Poli, 66, admitted to being a part of a Bronx-based bookkeeping operation that included five other Genovese mobsters, including Poli’s son and two capos.
“I just want to apologize to my family and the court,” Poli said before the sentencing.
Poli’s lawyer Calvin Scholar asked Koeltl for leniency not only because of the gangster’s age, but because of his role in caring for an autistic grandson.
The lawyer added that a long prison stint would also end Poli’s legit business, M&L Vending, a vending machine equipment and supplies company.
Scholar asserted that Poli wasn’t likely to commit another crime in the future.
“He’s had a life that has touched a lot of people,” Scholar said, as Poli’s family members looked on from the courtroom gallery.
Meanwhile, Manhattan Assistant US Attorney Rushmi Bhaskaran said it wasn’t Poli’s first conviction, and didn’t buy the argument that Poli’s family would keep him in line.

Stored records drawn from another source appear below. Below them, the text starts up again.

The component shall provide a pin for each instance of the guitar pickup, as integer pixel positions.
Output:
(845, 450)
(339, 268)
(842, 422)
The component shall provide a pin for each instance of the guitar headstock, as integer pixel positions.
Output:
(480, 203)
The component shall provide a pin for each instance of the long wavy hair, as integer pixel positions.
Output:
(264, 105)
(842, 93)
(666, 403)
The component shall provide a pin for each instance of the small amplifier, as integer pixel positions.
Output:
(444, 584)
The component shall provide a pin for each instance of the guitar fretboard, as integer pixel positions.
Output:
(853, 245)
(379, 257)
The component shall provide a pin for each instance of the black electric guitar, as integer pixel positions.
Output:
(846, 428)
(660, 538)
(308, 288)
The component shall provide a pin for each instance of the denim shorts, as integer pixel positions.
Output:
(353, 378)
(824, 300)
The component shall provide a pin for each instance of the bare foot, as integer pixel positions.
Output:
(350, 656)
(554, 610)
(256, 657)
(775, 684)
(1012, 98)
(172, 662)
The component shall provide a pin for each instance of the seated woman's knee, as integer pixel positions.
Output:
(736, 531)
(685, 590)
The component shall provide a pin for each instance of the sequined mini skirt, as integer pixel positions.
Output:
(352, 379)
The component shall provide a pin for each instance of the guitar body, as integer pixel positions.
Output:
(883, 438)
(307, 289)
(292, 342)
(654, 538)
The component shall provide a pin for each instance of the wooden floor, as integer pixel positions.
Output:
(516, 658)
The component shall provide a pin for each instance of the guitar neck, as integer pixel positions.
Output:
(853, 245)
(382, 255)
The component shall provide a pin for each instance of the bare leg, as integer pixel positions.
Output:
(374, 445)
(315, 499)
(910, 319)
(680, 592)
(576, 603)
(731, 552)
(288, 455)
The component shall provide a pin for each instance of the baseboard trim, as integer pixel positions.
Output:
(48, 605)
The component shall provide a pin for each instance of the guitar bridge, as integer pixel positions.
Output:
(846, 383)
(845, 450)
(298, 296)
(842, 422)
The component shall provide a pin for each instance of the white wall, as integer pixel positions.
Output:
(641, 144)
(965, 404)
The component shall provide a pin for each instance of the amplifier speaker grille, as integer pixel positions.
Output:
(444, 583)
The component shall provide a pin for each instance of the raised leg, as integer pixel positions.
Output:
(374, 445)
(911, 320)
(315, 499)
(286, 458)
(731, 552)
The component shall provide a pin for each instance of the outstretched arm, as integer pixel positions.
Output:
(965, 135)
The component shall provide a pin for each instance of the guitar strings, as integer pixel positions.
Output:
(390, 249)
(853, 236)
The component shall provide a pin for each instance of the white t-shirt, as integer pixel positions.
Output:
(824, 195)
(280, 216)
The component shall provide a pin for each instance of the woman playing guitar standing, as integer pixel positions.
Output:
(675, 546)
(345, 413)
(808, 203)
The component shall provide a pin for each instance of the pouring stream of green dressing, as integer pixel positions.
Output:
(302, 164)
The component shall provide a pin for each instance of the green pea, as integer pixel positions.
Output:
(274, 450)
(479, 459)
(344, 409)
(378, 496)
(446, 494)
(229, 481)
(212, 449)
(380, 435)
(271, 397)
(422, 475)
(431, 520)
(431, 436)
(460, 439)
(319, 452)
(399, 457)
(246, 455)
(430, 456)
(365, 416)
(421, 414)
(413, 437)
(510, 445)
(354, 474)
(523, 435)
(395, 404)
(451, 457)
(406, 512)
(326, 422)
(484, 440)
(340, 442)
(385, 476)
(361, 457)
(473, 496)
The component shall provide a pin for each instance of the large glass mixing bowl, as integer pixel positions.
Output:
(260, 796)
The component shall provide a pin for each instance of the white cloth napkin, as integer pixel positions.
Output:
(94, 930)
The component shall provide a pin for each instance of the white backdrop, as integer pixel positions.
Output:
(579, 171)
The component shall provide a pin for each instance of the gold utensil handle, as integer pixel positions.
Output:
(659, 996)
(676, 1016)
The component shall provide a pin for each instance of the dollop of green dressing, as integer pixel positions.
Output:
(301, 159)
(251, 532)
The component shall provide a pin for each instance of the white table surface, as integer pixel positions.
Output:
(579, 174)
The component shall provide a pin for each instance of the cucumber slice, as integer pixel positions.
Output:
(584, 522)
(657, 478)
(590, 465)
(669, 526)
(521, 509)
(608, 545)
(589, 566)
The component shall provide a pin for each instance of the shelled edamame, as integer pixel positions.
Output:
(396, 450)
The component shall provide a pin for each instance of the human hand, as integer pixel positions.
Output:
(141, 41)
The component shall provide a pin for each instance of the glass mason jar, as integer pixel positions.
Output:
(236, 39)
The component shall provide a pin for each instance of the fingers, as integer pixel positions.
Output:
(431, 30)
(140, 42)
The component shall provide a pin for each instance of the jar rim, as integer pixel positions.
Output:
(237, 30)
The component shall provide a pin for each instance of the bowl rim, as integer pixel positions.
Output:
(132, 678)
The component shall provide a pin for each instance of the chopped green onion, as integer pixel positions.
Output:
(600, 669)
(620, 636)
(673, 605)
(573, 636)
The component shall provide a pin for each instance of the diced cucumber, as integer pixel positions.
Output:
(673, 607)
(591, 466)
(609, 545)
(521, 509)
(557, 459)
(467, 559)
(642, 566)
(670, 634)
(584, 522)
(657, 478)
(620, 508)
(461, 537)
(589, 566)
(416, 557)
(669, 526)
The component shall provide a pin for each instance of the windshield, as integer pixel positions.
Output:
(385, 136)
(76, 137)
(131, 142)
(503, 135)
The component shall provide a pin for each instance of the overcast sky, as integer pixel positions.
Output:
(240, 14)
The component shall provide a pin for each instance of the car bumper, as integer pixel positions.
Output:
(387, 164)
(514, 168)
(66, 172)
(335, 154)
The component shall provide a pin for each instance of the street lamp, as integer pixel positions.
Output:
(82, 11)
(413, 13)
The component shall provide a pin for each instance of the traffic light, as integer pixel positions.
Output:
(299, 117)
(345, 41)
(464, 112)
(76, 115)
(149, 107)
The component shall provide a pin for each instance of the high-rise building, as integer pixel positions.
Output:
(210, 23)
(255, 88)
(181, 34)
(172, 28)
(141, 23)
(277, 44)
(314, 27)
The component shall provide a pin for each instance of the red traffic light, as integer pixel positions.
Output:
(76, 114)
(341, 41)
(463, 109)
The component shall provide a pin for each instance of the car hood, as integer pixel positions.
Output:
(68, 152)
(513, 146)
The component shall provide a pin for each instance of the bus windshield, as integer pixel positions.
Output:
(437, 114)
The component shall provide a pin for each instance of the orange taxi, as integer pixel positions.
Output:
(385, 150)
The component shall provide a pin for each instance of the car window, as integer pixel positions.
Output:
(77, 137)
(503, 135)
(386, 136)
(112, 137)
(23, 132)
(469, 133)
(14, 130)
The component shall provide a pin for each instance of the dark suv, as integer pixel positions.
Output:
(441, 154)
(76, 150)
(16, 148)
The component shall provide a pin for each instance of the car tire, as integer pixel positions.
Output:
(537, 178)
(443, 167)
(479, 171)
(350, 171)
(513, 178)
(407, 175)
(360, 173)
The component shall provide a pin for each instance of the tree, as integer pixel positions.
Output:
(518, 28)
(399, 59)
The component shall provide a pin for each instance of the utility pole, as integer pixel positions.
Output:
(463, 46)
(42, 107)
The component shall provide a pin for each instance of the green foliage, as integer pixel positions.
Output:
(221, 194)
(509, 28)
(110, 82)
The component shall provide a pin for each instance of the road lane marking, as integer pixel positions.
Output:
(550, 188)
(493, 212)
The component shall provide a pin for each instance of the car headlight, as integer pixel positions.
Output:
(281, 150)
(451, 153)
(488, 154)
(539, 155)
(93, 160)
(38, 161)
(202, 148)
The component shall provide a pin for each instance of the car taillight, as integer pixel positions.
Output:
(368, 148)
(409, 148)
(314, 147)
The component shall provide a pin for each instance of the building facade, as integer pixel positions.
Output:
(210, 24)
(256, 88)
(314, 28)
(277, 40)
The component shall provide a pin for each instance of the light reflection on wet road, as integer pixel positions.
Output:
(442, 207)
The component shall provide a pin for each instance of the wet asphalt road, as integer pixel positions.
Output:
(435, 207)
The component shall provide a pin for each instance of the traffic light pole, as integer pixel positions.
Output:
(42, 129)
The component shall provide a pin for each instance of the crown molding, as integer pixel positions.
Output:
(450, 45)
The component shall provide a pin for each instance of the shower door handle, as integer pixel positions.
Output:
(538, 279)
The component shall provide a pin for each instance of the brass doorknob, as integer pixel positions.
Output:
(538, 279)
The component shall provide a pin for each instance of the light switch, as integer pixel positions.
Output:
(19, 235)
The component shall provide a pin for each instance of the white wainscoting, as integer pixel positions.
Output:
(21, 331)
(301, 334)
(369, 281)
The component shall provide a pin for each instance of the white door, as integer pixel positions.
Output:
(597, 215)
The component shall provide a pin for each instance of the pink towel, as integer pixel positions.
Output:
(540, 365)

“All of this occurred when the defendant had serious family obligations,” Bhaskaran said.
Koeltl, however, said he considered Poli’s grandson, his business and the fact that Poli was the first person to plead guilty in the case in handing down a lighter sentence.
In July 2022, Diaz was convicted of accepting a bribe after lying to a Bronx court that Poli had fulfilled community service in a 2019 criminal case.
Diaz was barred from holding public office again or working for nonprofits in the state.
He also had to complete 100 hours of community service.
Last month, two other Genovese co-defendants of Poli — mob captain Nicholas Calisi, 54, and soldier John Campanella, 48 — were sentenced by Koeltl to 24 months and 13 months, respectively.
All the men were charged in April 2022 with gambling and extortion in a scheme that ran from 2011 through 2022.
At Poli’s plea hearing, he admitted he “yelled at people and threatened them” when they didn’t make good on their gambling debts.